Indo eu, indo eu a caminho…
Não, não foi em Viseu, foi numa das mais belas e inexploradas zonas da Serra de Sintra, onde vou dar os meus passeios de BTT: a área entre Galamares e a Eugaria.
A ligação mais curta entre aquelas duas povoações é um caminho por onde não passam carros, que tem uma rampa de terra com um declive bastante acentuado, ainda junto a Galamares. No passado Domingo, subia eu esta rampa a pé, com a bicicleta pela mão (podem daqui inferir o elevado porte atlético do artista), quando avisto, já quase no final da rampa, uma mulher ajoujada com um carrego de volumosos sacos, subindo vergada o caminho. Ao cruzar-me com ela, cumprimentei-a e ela disparou de imediato:
- Você é daqui? Já sabe o que aconteceu em Sintra?
Começou assim uma conversa cujo conteúdo eu não vou revelar na totalidade, porque não se enquadra no âmbito editorial deste blog e poderia devassar a privacidade das pessoas envolvidas.
O facto é que a Tia Amélia (assim se chama a senhora) estava muito impressionada com os recentes e trágicos acontecimentos no Mercado de Sintra, onde vende flores. Mal eu tinha aberto a boca já ela me perguntava com aquela inocência que só os velhos e as crianças têm, se eu estava com pressa. Eu respondi que não. Não estava com pressa. Falar com antigos habitantes desta zona que eu adoro, é como descobri-la de novo. Saber que determinada quinta pertence a não sei quem, que determinado morador da quinta tal vai à missa à Capela da Piedade, que dantes as pessoas de Nafarros iam de burro à festa de não sei onde, enriquece tanto a paisagem, que vale mais do que uma semana de exploração.

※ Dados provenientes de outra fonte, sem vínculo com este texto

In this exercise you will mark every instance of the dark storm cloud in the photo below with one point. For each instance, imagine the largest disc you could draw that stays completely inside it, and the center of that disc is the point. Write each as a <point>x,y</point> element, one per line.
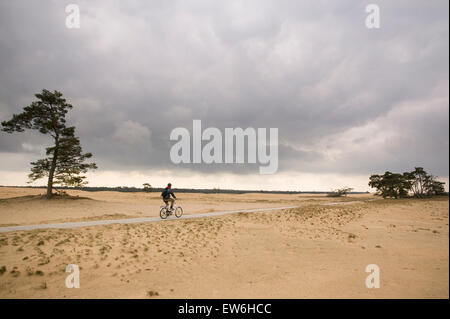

Disse-me sem mais rodeios que vive sozinha e que quando encontra alguém para conversar gosta de desabafar. Eu disse:
- Desabafe!
Contou-me todos os detalhes sobre os acontecimentos de Sintra e foi também falando do seu próprio passado, da morte trágica do marido, há muitos anos (julgo que quando eu nasci já a Tia Amélia era viúva), de como era a quinta onde hoje ainda habita, da decadência do seu “império”. Houve algumas frases que repetiu muitas vezes ao correr da conversa:
- O dinheiro não é tudo, é preciso é a gente conviver (querendo com isto dizer que é preciso darmo-nos bem uns com os outros).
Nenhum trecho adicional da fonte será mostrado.